Perché Poletti sulla «laurea con lode a 28 anni che non serve a nulla» ha ragione
26/11/2015 di Stefania Carboni
Il ministro del Lavoro Giuliano Poletti ha strigliato i giovani spingendoli di più a lavorare piuttosto che a laurearsi in ritardo ma con voti eccellenti. «Prendere 110 e lode a 28 anni non serve a un fico, è meglio prendere 97 a 21», ha ribadito durante l’apertura a Veronafiere di «Job&Orienta», convegno sull’orientamento e il lavoro.
Poletti: “Una laurea con 110 e lode a 28 anni non serve a un fico. Meglio prendere 97 a 21 anni”. Siete d’accordo?

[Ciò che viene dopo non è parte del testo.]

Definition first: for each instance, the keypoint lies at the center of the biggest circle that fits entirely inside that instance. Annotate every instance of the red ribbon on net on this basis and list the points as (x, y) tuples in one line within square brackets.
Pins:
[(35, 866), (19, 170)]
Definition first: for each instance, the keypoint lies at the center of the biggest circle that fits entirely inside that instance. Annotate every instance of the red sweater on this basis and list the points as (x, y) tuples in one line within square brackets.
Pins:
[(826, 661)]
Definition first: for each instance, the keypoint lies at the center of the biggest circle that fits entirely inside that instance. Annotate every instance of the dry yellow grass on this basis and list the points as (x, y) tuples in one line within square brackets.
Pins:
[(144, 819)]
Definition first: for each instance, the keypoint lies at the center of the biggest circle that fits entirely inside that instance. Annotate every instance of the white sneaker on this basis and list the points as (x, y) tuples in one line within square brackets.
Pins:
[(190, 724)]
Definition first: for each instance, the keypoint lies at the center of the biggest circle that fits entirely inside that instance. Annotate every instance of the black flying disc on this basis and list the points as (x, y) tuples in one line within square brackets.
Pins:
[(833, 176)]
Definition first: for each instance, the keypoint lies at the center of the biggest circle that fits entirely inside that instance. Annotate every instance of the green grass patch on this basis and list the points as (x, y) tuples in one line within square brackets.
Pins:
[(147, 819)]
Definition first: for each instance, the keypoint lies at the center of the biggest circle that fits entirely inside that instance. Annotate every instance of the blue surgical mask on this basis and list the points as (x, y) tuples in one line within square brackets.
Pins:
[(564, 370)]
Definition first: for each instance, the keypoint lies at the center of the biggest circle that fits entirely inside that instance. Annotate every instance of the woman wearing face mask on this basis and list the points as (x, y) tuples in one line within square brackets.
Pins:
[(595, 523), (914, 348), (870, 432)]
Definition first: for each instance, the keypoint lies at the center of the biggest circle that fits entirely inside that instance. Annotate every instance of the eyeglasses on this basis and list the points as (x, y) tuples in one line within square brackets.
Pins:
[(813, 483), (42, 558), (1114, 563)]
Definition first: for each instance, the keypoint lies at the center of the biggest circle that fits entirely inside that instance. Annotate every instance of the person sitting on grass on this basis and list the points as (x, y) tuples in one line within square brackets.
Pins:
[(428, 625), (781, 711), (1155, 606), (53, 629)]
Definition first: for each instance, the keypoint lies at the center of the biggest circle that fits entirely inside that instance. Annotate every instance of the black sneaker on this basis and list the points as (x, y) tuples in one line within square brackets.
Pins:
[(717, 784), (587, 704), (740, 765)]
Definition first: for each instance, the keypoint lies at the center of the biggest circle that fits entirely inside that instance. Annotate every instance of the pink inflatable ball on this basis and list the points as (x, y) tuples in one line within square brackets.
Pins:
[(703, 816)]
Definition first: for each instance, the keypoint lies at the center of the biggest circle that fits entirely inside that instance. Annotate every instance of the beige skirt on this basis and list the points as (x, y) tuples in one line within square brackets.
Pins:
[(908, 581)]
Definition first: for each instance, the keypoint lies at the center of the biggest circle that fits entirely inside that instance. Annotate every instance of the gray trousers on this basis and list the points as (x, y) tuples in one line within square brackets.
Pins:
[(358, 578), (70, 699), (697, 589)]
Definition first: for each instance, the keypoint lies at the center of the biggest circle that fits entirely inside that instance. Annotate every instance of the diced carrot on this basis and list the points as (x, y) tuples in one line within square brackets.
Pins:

— Federica Seneghini (@fedesene) 26 Novembre 2015
«I nostri giovani – ha precisato il ministro – arrivano al mercato del lavoro in gravissimo ritardo. Quasi tutti quelli che incontro mi dicono che si trovano a competere con ragazzi di altre nazioni che hanno sei anni meno di loro e fare la gara con chi ha sei anni di tempo in più diventa durissimo». «Se si gira in tondo per prendere mezzo voto in più – ha continuato – si butta via del tempo che vale molto, molto di più di quel mezzo voto. Noi in Italia abbiamo in testa il voto, ma non serve a niente». L’opinione del ministro ha riscosso una marea di critiche sui social. Non solo perché non è laureato ma perché in molti non condividono il suo pensiero sulle eccellenti carriere universitarie. Ma quello che ha detto Poletti non è errato.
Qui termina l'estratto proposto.